When Petra returned to the detectives’ room, Isaac was waiting for her. Now she did need to walk and she told him so. They left the station and headed south on Wilcox. Isaac was smart enough not to talk as she stomped her way toward Santa Monica. Eventually, she cooled down and noticed that he was keeping his distance from her. She was probably scaring him. Time to force a smile.
“So,” she said. “June 28. The date has to mean something- a birthday, an anniversary, something personal to the bad guy. Or some historical event that turns him on. I checked DMV stats on all the principals in the files. None of the vics were born that day. So maybe our boy is a history freak.”
She waited for him to comment. He didn’t.
“Any ideas?”
“Everything you’re saying sounds reasonable.”
Was he losing interest? Distracted by his other life?
“What keeps coming to me,” she said, “is an extremely seductive killer. Someone subtle, really careful about the way he sets things up. Marta Doebbler being called out of the theater, Geraldo Solis possibly being conned by a phony cable appointment. If the cable guy is our suspect, he was canny enough to case the house and come back later. Maybe he was also canny enough to use a dog as a lure.”
She told him about the two kinds of canine hair found on Coral Langdon, recounted her friendly neighborhood dog-walker scenario.
“The setups,” she said, “could be as much a turn-on as the kill.”
“A choreographer,” he said.
“That’s a good way to put it. So what do you think?”
“You’re right about the subtlety.”
“Until he blitz-attacks the victims from behind and bashes their brains out. That’s anything but subtle, Isaac. To me that says (a) cowardice- he’s afraid to look them in the eye so he avoids the usual sex-psycho strangulation thing- and (b) he’s got lots of rage beneath the surface that he’s able to control in everyday life. More than control. He functions well until he’s triggered. We know the date is one trigger, but there has to be something about the victims.”
They walked for a while before she said, “Anything you want to add is okay.”
He shook his head.
“You okay?”
He startled. She’d shaken him out of some sort of reverie. “Sure.”
“You seem a bit spacey.”
“Sorry,” he said.
“No apology necessary. I just want to make sure you’re okay.” She smiled. “As your mentor- not that I’ve mented much. Is that a verb?”
Isaac smiled back. “Nope. Mentored.”
“Feel free to speculate about what I just said.”
“Everything you’re saying makes sense. I wish I had something to add, but I don’t.”

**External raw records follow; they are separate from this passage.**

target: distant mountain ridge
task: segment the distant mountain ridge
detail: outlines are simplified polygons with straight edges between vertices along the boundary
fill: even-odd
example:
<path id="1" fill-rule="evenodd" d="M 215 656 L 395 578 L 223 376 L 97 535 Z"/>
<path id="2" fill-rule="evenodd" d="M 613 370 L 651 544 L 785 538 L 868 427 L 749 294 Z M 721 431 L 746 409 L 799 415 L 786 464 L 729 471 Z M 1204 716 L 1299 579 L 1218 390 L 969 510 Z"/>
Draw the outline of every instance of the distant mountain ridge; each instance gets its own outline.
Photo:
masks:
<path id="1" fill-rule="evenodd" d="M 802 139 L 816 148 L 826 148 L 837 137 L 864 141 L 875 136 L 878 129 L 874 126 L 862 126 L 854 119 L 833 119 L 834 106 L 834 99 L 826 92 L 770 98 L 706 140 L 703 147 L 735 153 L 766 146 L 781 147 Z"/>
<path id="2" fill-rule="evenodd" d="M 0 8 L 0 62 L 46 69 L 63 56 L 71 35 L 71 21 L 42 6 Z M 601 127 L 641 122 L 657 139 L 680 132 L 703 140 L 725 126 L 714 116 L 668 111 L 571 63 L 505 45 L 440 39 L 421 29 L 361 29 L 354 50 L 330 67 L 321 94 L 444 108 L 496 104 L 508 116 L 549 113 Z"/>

A half-block later, he said, “One thing does occur to me. There’s a discrepancy between Marta Doebbler and the others. If the killer was able to disguise himself as a cable repairman to get into Mr. Solis’s place, Mr. Solis obviously didn’t know him. If the dog theory’s true, the same could go for Coral Langdon: She met a man walking his dog in her neighborhood, chatted, turned to go, and got bludgeoned. The killer could’ve rehearsed the scene by dog-walking previously in order to familiarize himself with the surroundings. But he still could’ve been a relative stranger. That can’t be true of Marta Doebbler. She wouldn’t have left the theater in the middle of the show unless she knew who had called her. Plus, a stranger wouldn’t have known Marta was going to the theater.”